The company’s subscriber base is fluid depending on the season, but to-date has ranged between 15-20,000 subscribers.
Use social media to gain customers.
In our prior post, we included Singles Swag, a Boca Raton, FL-based monthly subscription box service that provides unique beauty, food, health and lifestyle items for single women.
When SinglesSwag launched (May, 2016), no other companies were offering subscription boxes for single women. CEO Jonathan Beskin had to create his subscriber base from scratch.
While working on his MBA, Beskin had learned about subscription box companies, and began researching them. He settled on the niche of single women, where potential customers already existed and were identifying themselves, especially on Instagram. The data proved the market existed, but no one was filling the need.

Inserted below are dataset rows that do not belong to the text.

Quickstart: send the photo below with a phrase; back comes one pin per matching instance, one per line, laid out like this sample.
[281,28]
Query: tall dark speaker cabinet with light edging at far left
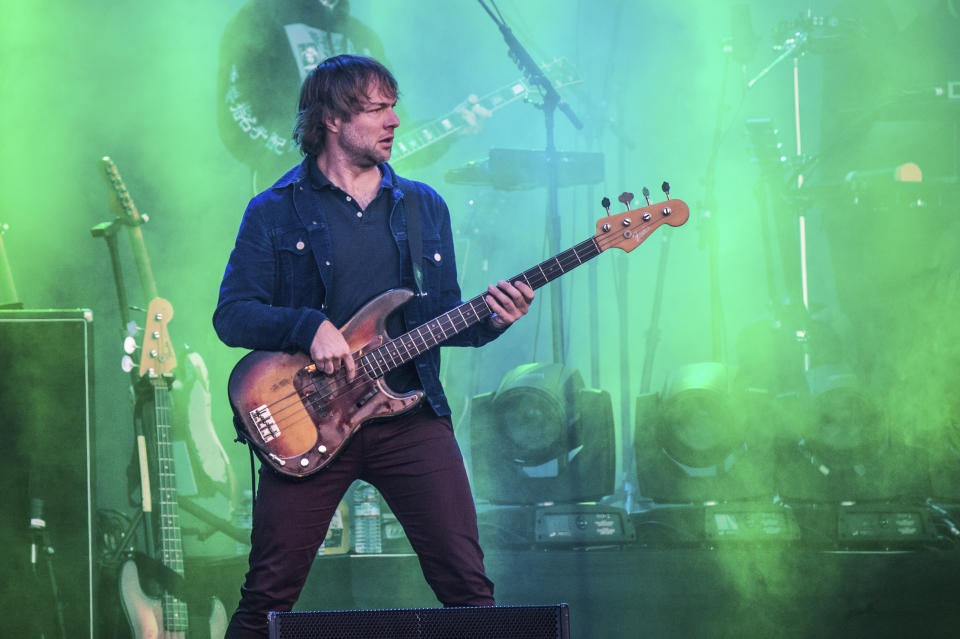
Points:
[46,393]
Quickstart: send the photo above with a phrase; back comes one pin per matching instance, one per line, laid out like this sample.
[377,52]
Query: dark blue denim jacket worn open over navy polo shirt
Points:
[273,292]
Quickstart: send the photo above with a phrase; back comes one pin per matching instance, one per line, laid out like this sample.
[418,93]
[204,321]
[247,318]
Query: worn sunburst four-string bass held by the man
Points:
[297,418]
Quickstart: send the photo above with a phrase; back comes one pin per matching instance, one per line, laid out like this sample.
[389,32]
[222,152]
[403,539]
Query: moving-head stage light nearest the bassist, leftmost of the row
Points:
[542,437]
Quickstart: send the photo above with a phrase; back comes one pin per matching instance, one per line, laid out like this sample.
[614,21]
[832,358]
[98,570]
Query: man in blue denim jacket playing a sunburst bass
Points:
[327,238]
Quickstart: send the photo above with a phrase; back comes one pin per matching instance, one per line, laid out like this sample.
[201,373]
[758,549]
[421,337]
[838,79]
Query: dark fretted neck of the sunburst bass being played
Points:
[404,348]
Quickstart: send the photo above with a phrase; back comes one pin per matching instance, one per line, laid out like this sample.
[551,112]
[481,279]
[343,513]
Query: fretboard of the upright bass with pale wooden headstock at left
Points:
[171,545]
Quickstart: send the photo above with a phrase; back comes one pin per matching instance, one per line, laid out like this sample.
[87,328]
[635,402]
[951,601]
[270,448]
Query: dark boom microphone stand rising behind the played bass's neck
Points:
[551,102]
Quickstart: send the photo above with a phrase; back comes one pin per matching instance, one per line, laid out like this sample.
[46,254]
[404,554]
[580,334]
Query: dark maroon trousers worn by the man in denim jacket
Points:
[415,463]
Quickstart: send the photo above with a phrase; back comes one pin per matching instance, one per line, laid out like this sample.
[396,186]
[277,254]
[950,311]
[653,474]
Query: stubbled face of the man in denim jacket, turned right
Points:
[367,138]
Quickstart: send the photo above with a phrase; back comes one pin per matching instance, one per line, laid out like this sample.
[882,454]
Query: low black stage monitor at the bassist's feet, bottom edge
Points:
[483,622]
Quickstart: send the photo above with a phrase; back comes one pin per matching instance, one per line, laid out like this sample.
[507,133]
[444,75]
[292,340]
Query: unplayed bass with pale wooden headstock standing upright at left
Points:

Beskin was not familiar with Instagram, but taught himself how to use it, and through trial and error, gained followers and sales. He learned that posts about products didn’t convert to sales or gain additional followers as well as posts that offered empowering messages to single women, about growth and relationships. Beskin also worked with Instagram influencers to increase followers and sales. As of this writing, SinglesSwag has 115,000 Instagram followers.
Recently Beskin has added additional marketing channels because he is looking to spread the SinglesSwag messaging to as many people as possible. New marketing tactics include Facebook ads, web re-targeting, podcasts, working with additional influencers, and email.
Obviously Beskin is making all the right moves. SinglesSwag has over 10,000 subscribers.
Consider Affiliate Marketing
Affiliate Marketing is an excellent method to advertise and generate sales for your business – especially if you are working on a limited budget. Simply stated, affiliate marketing enables you to leverage third parties (affiliates) to advertise and sell your product for you! It as a low-cost customer acquisition tool as you only pay a percentage to the affiliate when they make a sale. If the affiliate’s efforts don’t lead to a sale, then you pay nothing.
Unfortunately, there’s a lot of confusing information about Affiliate Marketing. Many companies incorrectly think it’s a shady method of generating traffic. This misconception is an old hangover from the early days of the Internet before we had the robust tracking mechanisms we have today. With the recent rise of social media, blogging, and sophisticated performance marketing and campaign tools – affiliate marketing has come out of the shadows.
To get started you’ll want to evaluate and join an affiliate network. There are some great articles and free webinars online to demystify this low-risk sales method. Give it a try!
Whether you are adding a subscription box to your current offerings, building a better box or creating a new type of box, there are many ways to build your customer base. These tips from successful companies should help you move quickly towards growing subscription box sales.